Article by Alex Nguyen | June 15, 2019

Multilingual machine learning models rely heavily on structured data. However, it can be difficult to find enough data to build models in languages other than English.

We at Lionbridge have put together a list of high quality Italian text and audio datasets to help. If you missed our previous dataset lists, be sure to check out our 50 best datasets, NLP datasets, and more.


Italian Text Datasets

ISST-CoNLL: a multi-layered annotated corpus of Italian developed through a cooperation between the Dipartimento di Informatica of the University of Pisa and Istituto di Linguistica Computazionale (ILC) of the National Council for Research (CNR).

Wacky Corpus: Syntactically annotated or POS-tagged corpora with up to 2 billion words for English, French, German and Italian from the Wikipedia corpus.

PhonItalia: A dataset that contains phonological representations for 120,000 Italian word forms.

Italian affective norms: A corpus that contains affective norms for 1,121 Italian words.

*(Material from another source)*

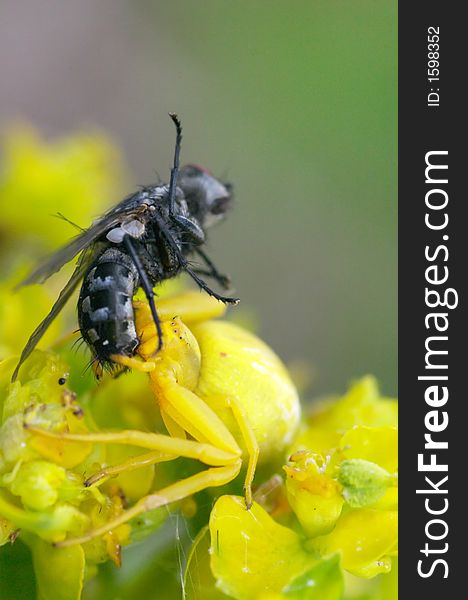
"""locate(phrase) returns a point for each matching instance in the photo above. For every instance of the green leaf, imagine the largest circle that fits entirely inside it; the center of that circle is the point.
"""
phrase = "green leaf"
(59, 571)
(324, 581)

La Repubblica Corpus: A corpus of 380 million tokens of Italian newspaper texts that has been POS-tagged, lemmatized and categorized by genre.

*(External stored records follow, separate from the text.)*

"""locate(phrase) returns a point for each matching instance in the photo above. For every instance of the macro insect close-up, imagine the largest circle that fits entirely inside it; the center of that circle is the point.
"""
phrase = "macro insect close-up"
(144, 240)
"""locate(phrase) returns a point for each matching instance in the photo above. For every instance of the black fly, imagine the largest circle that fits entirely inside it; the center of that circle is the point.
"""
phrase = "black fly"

Atlante Lessicale Toscano (ATL Lexical Atlas of Tuscany): A dataset containing lexical atlas and demographic data meant to serve as a dialectal resource for Tuscan dialects in Italy.

2007 CoNLL Shared Task: Greek, Hungarian & Italian parallel corpus containing dependency treebanks used for multilingual dependency parsing and domain adaptation.


Italian Audio Datasets

CommonVoice: 40 hours of Italian audio featuring 600 voices packaged in an mp3 format. The dataset also includes metadata like age, gender, and accent that can help train the accuracy of Italian speech recognition engines.

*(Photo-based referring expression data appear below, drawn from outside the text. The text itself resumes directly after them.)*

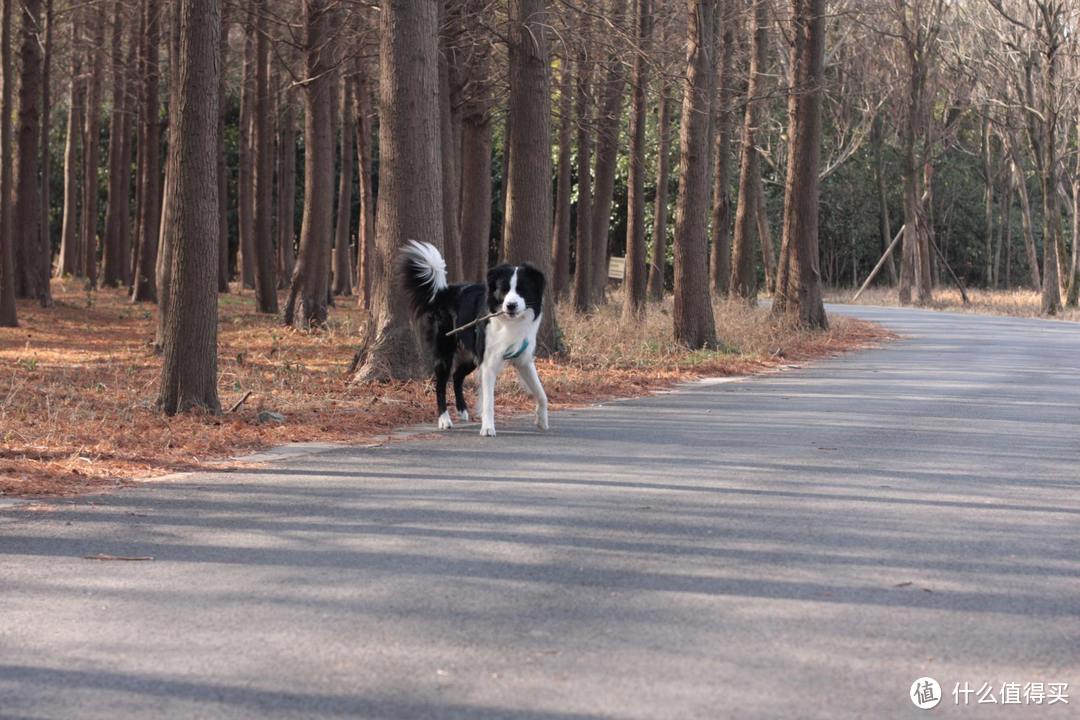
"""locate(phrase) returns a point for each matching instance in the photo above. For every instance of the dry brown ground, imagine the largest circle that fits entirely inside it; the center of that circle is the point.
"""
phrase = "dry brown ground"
(1018, 303)
(78, 382)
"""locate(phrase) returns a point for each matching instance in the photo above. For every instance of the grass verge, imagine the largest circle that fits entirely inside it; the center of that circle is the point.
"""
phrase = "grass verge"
(1016, 303)
(78, 382)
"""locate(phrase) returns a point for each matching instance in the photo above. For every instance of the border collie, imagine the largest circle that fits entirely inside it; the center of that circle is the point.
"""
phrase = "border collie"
(514, 291)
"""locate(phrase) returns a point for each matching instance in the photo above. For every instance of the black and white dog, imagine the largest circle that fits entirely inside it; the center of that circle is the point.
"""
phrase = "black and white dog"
(515, 291)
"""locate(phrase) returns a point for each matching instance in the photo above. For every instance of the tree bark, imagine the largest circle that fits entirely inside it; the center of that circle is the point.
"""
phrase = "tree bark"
(720, 227)
(583, 235)
(528, 181)
(743, 272)
(286, 189)
(694, 326)
(189, 368)
(410, 191)
(91, 144)
(9, 315)
(310, 283)
(32, 258)
(608, 127)
(365, 231)
(798, 293)
(561, 232)
(223, 171)
(636, 271)
(145, 286)
(342, 262)
(245, 181)
(115, 267)
(266, 281)
(658, 263)
(70, 259)
(877, 139)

EMOVO Corpus: An Italian emotional speech database built from the voices of up to 6 actors who played 14 sentences simulating 6 emotional states (disgust, fear, anger, joy, surprise, sadness).

Multi-SPeaKing-style Articulatory corpus (MSPKA): is an Italian corpus of simultaneous recordings of continuous speech and trajectories of important speech articulators (i.e. tongue, lips, incisors) tracked by Electromagnetic Articulography in different speaking styles (e.g. read speech, hyperarticulated speech, hypoarticulated speech)

The Italian Speech Corpus 1: A dataset that contains the recordings of 202 native Italian speakers recorded in an office and a closed public place, in a range of low to medium background noise environments.

Italian Speech Recognition Corpus: Nearly 500 hours of mobile-recorded Italian audio. contains 377k utterances designed to provide materials for both training and testing of speech recognizers.